Capire cosa accade nel corpo quando il sangue “spinge” contro le arterie significa comprendere uno dei meccanismi fondamentali della salute cardiovascolare.
Sistole e diastole: il ritmo che sostiene la vita
Dal punto di vista fisiologico, la pressione arteriosa si articola in due fasi distinte ma inseparabili:
Sistole
È il momento in cui il cuore si contrae ed espelle il sangue nell’aorta. Rappresenta la pressione massima esercitata sulle pareti arteriose ed è il valore più alto che leggiamo nella misurazione.
Diastole
È la fase di rilassamento cardiaco. Anche quando il cuore “riposa”, le arterie mantengono una pressione residua che consente al sangue di continuare a fluire verso organi vitali come cervello e reni. Questo valore è il numero più basso.
Non esiste pausa nel flusso: la continuità della perfusione è ciò che rende possibile la vita.
Le arterie: non tubi rigidi, ma ammortizzatori biologici
Un aspetto spesso sottovalutato è la straordinaria elasticità delle arterie. Le loro pareti contengono fibre elastiche (in particolare elastina) che permettono ai vasi di espandersi quando il sangue viene spinto con forza dal cuore e di tornare alla forma originaria subito dopo.
Questa funzione ha un ruolo cruciale:
attenua l’impatto della sistole,
riduce lo sforzo cardiaco,
mantiene una pressione più stabile nel tempo.
Quando le arterie perdono elasticità, come accade con l’invecchiamento o con l’arteriosclerosi, il sistema perde questo effetto ammortizzante. Il cuore è costretto a pompare con maggiore forza e la pressione tende ad aumentare.
Il danno silenzioso dell’ipertensione
Quando la pressione arteriosa rimane elevata nel tempo, il sangue esercita un impatto continuo sulle pareti dei vasi. Questo stress meccanico danneggia progressivamente l’endotelio, lo strato più interno e delicato delle arterie.

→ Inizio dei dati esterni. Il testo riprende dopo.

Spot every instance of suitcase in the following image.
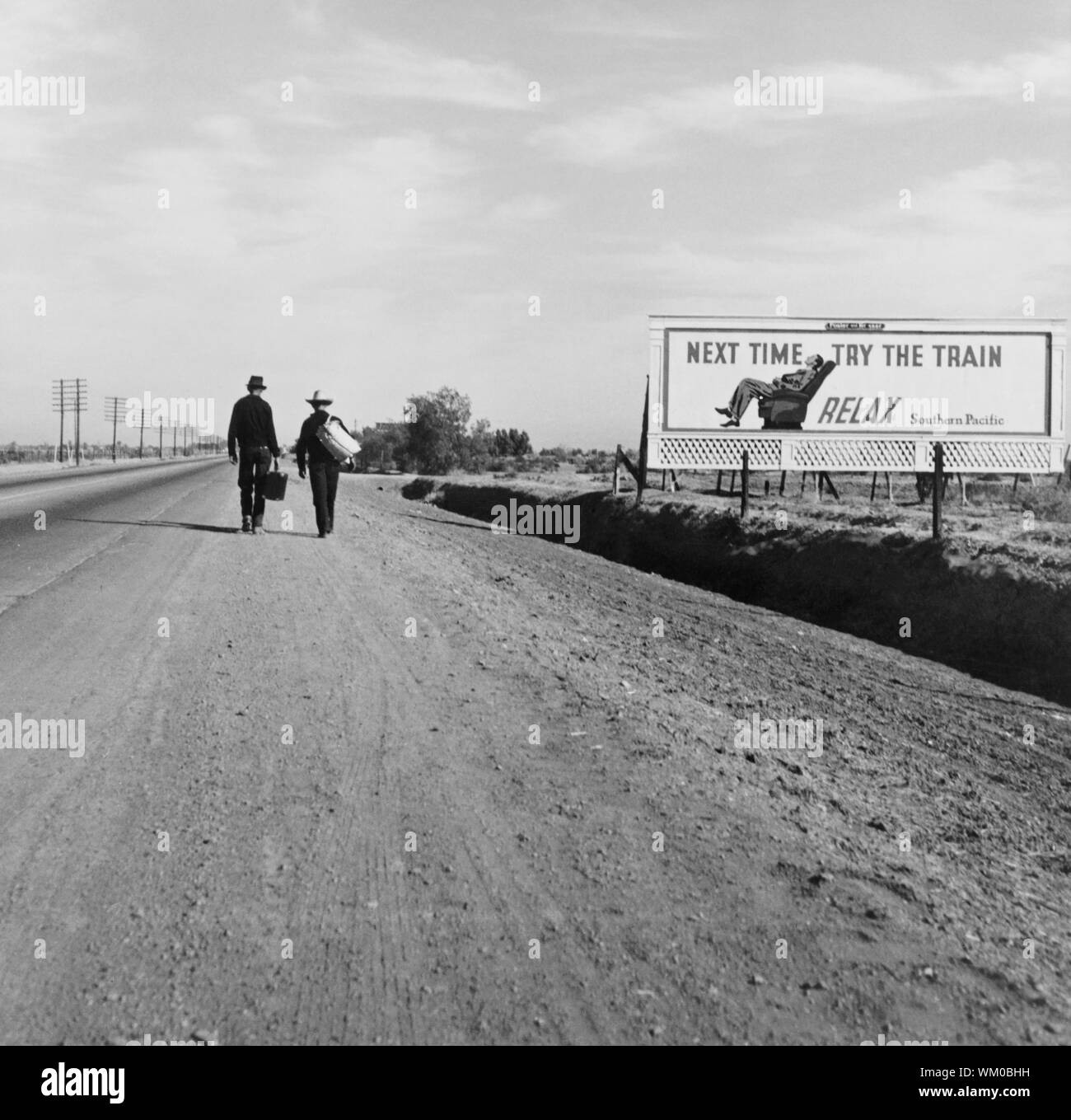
[316,417,360,462]
[264,459,288,502]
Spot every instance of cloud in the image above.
[530,43,1071,168]
[338,32,530,110]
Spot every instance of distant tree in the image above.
[461,420,493,475]
[491,428,531,456]
[357,421,409,471]
[405,385,472,475]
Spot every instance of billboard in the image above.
[652,317,1064,437]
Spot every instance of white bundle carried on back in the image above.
[316,417,360,462]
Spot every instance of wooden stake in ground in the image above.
[933,443,944,541]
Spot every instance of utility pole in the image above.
[53,377,90,465]
[104,396,127,462]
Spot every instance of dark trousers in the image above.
[238,447,272,518]
[728,377,774,420]
[309,459,338,533]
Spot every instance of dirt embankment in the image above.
[403,478,1071,703]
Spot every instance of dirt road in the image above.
[0,464,1071,1045]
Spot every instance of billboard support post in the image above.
[740,448,751,521]
[933,440,944,541]
[636,374,652,505]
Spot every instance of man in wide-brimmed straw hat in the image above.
[227,374,282,534]
[294,389,352,537]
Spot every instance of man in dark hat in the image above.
[227,375,282,536]
[714,354,822,428]
[294,389,352,539]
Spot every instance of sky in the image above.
[0,0,1071,448]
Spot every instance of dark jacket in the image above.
[294,409,353,471]
[774,365,818,392]
[227,393,282,459]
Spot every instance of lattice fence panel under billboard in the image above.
[658,436,781,471]
[790,439,914,471]
[925,439,1050,474]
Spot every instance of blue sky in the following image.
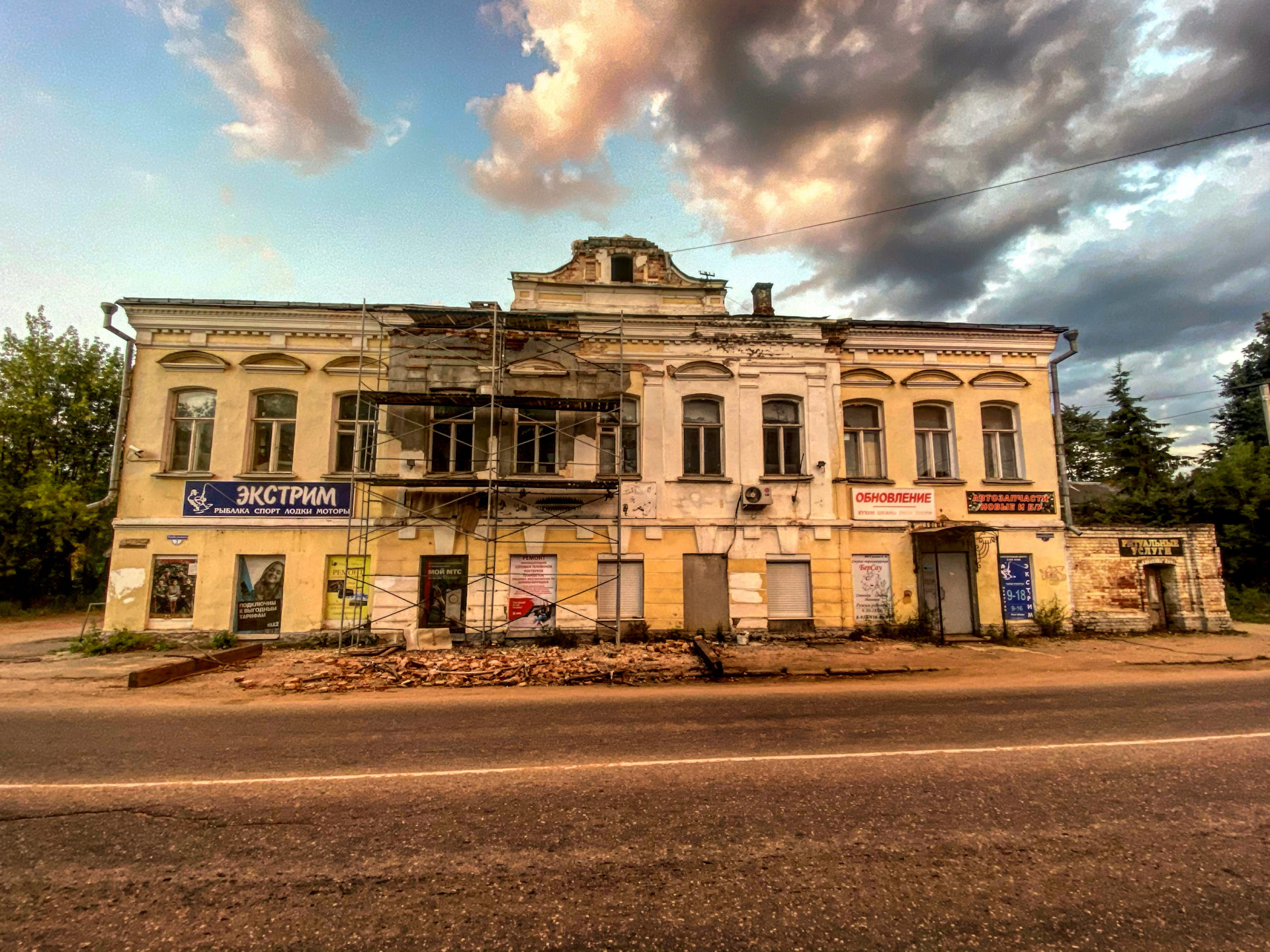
[0,0,1270,450]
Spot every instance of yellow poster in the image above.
[326,556,371,627]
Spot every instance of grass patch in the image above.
[1226,585,1270,625]
[70,628,177,658]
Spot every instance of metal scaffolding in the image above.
[338,303,627,647]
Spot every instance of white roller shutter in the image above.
[595,559,644,618]
[767,563,812,618]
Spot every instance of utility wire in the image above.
[671,122,1270,254]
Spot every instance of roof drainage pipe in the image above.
[87,301,136,509]
[1049,330,1081,536]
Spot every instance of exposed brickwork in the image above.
[1067,526,1230,632]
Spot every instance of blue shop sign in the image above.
[182,480,352,519]
[997,556,1037,622]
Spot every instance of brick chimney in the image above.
[749,282,776,313]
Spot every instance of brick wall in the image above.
[1067,526,1230,632]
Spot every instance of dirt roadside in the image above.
[0,615,1270,708]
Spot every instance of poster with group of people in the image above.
[233,556,287,635]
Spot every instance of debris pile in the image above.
[275,641,706,692]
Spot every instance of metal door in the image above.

Si tratta di micro-lesioni invisibili e indolori, ma tutt’altro che innocue:
favoriscono il deposito di colesterolo,
facilitano la formazione di placche e trombi,
alterano la normale funzione vascolare.
È per questo che l’ipertensione viene spesso definita un “assassino silenzioso”: non dà segnali evidenti finché il danno d’organo non è già avanzato.
Perché misurare la pressione è un atto di prevenzione
Nella maggior parte dei casi, l’ipertensione non provoca sintomi precoci. L’unico modo per intercettarla è la misurazione regolare della pressione arteriosa.
Valori generalmente considerati nella norma sono inferiori a 120/80 mmHg, ma ogni paziente va valutato nel proprio contesto clinico.
Misurare la pressione non è un gesto banale: è uno strumento di tutela, una finestra aperta sullo stato di salute del sistema cardiovascolare.
Avvertenza sanitaria
Le informazioni riportate hanno finalità educative e divulgative. Non sostituiscono la valutazione clinica né il parere di un professionista sanitario. In presenza di valori elevati o dubbi, è sempre necessario rivolgersi al medico curante.